Re: [PATCH v3 2/6] x86/virt/tdx: Mark memory cache state incoherent when making SEAMCALL

"Edgecombe, Rick P" <rick.p.edgecombe@xxxxxxxxx> · Thu, 26 Jun 2025 18:37:17 +0000

On Thu, 2025-06-26 at 22:48 +1200, Kai Huang wrote:
> On TDX platforms, at hardware level dirty cachelines with and without
> TDX keyID can coexist, and CPU can flush them back to memory in random
> order.
> 

Same comment as the previous patch.

>   During kexec, the caches must be flushed before jumping to the
> new kernel to avoid silent memory corruption when a cacheline with a
> different encryption property is written back over whatever encryption
> properties the new kernel is using.
> 
> A percpu boolean is used to mark whether the cache of a given CPU may be
> in an incoherent state, and the kexec performs WBINVD on the CPUs with
> that boolean turned on.
> 
> For TDX, only the TDX module or the TDX guests can generate dirty
> cachelines of TDX private memory, i.e., they are only generated when the
> kernel does SEAMCALL.
             ^a
> 
> Turn on that boolean when the kernel does SEAMCALL so that kexec can
Nit: "Turn on" is a little ambiguous. "Set"?

> correctly flush cache.
> 
> SEAMCALL can be made from both task context and IRQ disabled context.

SEAMCALLs

> Given SEAMCALL is just a lengthy instruction (e.g., thousands of cycles)
> from kernel's point of view and preempt_{disable|enable}() is cheap
> compared to it, simply unconditionally disable preemption during setting
> the percpu boolean and making SEAMCALL.
> 
> Signed-off-by: Kai Huang <kai.huang@xxxxxxxxx>
> Tested-by: Farrah Chen <farrah.chen@xxxxxxxxx>
> ---
> 
> v2 -> v3:
>  - Change to use __always_inline for do_seamcall() to avoid indirect
>    call instructions of making SEAMCALL.

How did this come about?

>  - Remove the senstence "not all SEAMCALLs generate dirty cachelines of
>    TDX private memory but just treat all of them do." in changelog and
>    the code comment. -- Dave
> 
> ---
>  arch/x86/include/asm/tdx.h | 29 ++++++++++++++++++++++++++++-
>  1 file changed, 28 insertions(+), 1 deletion(-)
> 
> diff --git a/arch/x86/include/asm/tdx.h b/arch/x86/include/asm/tdx.h
> index 7ddef3a69866..d4c624c69d7f 100644
> --- a/arch/x86/include/asm/tdx.h
> +++ b/arch/x86/include/asm/tdx.h
> @@ -102,10 +102,37 @@ u64 __seamcall_ret(u64 fn, struct tdx_module_args *args);
>  u64 __seamcall_saved_ret(u64 fn, struct tdx_module_args *args);
>  void tdx_init(void);
>  
> +#include <linux/preempt.h>
>  #include <asm/archrandom.h>
> +#include <asm/processor.h>
>  
>  typedef u64 (*sc_func_t)(u64 fn, struct tdx_module_args *args);
>  
> +static __always_inline u64 do_seamcall(sc_func_t func, u64 fn,
> +				       struct tdx_module_args *args)
> +{

So now we have:

seamcall()
	sc_retry()
		do_seamcall()
			__seamcall()

do_seamcall() is only called from sc_retry(). Why add yet another helper in the
stack? You could just build it into sc_retry().

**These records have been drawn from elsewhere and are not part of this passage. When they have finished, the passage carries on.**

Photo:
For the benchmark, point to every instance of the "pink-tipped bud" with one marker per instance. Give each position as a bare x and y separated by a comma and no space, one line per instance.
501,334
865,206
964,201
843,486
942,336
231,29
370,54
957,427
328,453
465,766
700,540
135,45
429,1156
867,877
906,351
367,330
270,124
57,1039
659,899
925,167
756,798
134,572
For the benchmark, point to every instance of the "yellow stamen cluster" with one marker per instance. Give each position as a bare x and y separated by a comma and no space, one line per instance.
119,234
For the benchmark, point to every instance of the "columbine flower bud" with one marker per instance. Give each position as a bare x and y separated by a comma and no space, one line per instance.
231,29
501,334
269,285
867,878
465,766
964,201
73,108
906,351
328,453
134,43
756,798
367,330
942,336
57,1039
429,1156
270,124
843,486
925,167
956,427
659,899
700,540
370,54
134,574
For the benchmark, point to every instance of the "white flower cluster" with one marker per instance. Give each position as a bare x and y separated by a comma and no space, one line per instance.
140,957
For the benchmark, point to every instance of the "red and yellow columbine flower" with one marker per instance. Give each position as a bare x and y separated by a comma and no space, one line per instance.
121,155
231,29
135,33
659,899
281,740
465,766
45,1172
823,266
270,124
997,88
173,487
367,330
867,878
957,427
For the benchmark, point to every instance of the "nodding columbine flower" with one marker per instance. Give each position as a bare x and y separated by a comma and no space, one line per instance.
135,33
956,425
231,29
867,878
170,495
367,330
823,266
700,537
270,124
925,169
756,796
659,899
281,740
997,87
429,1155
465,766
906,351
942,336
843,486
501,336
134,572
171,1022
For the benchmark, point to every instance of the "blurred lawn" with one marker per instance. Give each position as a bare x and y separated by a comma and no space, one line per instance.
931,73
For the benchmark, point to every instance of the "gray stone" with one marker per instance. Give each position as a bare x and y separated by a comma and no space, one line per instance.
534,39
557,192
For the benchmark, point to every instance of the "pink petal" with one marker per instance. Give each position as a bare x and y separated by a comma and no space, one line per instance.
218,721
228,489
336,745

Oh, and __seamcall_*() variety is called directly too, so skips the
do_seamcall() per-cpu var logic in those cases. So, maybe do_seamcall() is
needed, but it needs a better name considering where it would get called from.

These wrappers need an overhaul I think, but maybe for now just have
do_dirty_seamcall() which is called from tdh_vp_enter() and sc_retry().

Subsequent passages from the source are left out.